The Path to Soul Rest - Humility
- Russell Semon
- Oct 2
- 2 min read

When stress rises, most of us reach for quick fixes—better time management, healthier habits, or a weekend away. Those things help, but the deeper question isn’t what we do about stress, it’s who we are when we face it. Proverbs 4:23 puts it this way: “Keep your heart with all vigilance, for from it flow the springs of life.” Our identity shapes how we respond to pressure more than any strategy ever could.
The poet Matthew Arnold observed that people often live “trick’d in disguises, alien to the rest of men, and alien to themselves.” Stress has a way of pushing us into those disguises. Instead of sharing what’s really happening inside, we wear masks: the “I’ve got it all together” look, or the quiet acceptance that says, “This is just the burden I must carry.” Yet hiding behind appearances doesn’t bring relief—it only deepens our restlessness. Vulnerability, though difficult, is often the very thing that allows us to step out from behind the mask and breathe again.

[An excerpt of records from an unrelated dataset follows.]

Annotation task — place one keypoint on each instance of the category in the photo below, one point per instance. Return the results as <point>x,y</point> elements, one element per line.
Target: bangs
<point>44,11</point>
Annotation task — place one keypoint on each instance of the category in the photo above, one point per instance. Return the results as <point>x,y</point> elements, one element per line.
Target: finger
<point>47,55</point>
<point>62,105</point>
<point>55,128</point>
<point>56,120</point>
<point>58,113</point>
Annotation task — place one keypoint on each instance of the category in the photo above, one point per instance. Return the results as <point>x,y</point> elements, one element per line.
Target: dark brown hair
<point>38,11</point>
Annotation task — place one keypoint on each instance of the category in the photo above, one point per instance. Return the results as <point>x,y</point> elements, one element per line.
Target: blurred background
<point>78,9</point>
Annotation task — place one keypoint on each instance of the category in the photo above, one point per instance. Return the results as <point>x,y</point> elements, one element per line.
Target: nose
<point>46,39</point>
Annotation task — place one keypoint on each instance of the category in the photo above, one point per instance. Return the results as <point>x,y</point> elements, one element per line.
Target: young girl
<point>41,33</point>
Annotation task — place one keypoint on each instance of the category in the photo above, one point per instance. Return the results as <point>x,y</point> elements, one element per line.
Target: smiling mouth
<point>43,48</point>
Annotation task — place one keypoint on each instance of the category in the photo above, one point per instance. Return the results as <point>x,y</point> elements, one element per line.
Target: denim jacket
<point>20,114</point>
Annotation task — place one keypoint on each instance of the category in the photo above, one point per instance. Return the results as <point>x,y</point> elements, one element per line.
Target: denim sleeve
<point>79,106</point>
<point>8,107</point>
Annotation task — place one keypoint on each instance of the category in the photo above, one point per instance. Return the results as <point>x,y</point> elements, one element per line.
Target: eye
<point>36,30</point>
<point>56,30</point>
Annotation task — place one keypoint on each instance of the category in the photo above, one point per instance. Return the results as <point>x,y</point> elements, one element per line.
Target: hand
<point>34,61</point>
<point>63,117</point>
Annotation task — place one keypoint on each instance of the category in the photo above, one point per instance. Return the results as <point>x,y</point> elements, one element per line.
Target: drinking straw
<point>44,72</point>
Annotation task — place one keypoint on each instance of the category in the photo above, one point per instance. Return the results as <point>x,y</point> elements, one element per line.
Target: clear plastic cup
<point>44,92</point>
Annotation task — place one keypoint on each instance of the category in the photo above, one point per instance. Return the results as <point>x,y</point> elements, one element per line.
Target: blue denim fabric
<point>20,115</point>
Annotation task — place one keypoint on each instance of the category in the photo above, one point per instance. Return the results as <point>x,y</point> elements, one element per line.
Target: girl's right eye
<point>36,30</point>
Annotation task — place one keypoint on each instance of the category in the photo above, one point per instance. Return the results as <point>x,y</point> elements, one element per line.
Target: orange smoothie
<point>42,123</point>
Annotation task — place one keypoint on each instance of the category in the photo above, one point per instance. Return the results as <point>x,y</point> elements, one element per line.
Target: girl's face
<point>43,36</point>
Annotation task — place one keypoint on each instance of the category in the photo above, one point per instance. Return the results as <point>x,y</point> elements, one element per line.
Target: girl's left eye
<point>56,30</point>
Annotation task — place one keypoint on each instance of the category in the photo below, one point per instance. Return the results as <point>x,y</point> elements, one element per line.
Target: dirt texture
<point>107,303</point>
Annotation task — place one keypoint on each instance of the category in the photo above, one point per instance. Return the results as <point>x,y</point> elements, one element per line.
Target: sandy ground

The apostle Paul knew this kind of pressure. He described his life as “hard pressed on every side, but not crushed; perplexed, but not in despair; persecuted, but not abandoned; struck down, but not destroyed” (2 Cor. 4:8–9). What gave him such resilience? His identity was rooted in Christ, not in his own strength. Paul lived out of humility, freely admitting his weakness and leaning on God’s grace. That posture not only kept him standing, it gave him contentment. He wrote, “I have learned to be content whatever the circumstances… I can do all this through him who gives me strength” (Phil. 4:11–13). Paul’s rest wasn’t circumstantial—it was soul-deep.
This is the heart of stress: pride tells us, “It’s all on me. I must hold this together.” That’s why the load feels crushing. Humility, by contrast, acknowledges our limits and turns to God for strength. Jesus himself ties humility to rest when he says, “I am gentle and humble in heart… and you will find rest for your souls” (Matt. 11:29). Pride fuels striving, comparison, and exhaustion. Humility frees us to depend on Christ, to rest, and to be restored.
So the question is: when was the last time you experienced true soul rest—not just a break, but deep rest in God? What would it look like this week to take off the disguise, lay down the burden of self-striving, and open yourself to his rest? Because the real solution to stress isn’t more clever strategies.
It’s humility—the path to soul rest.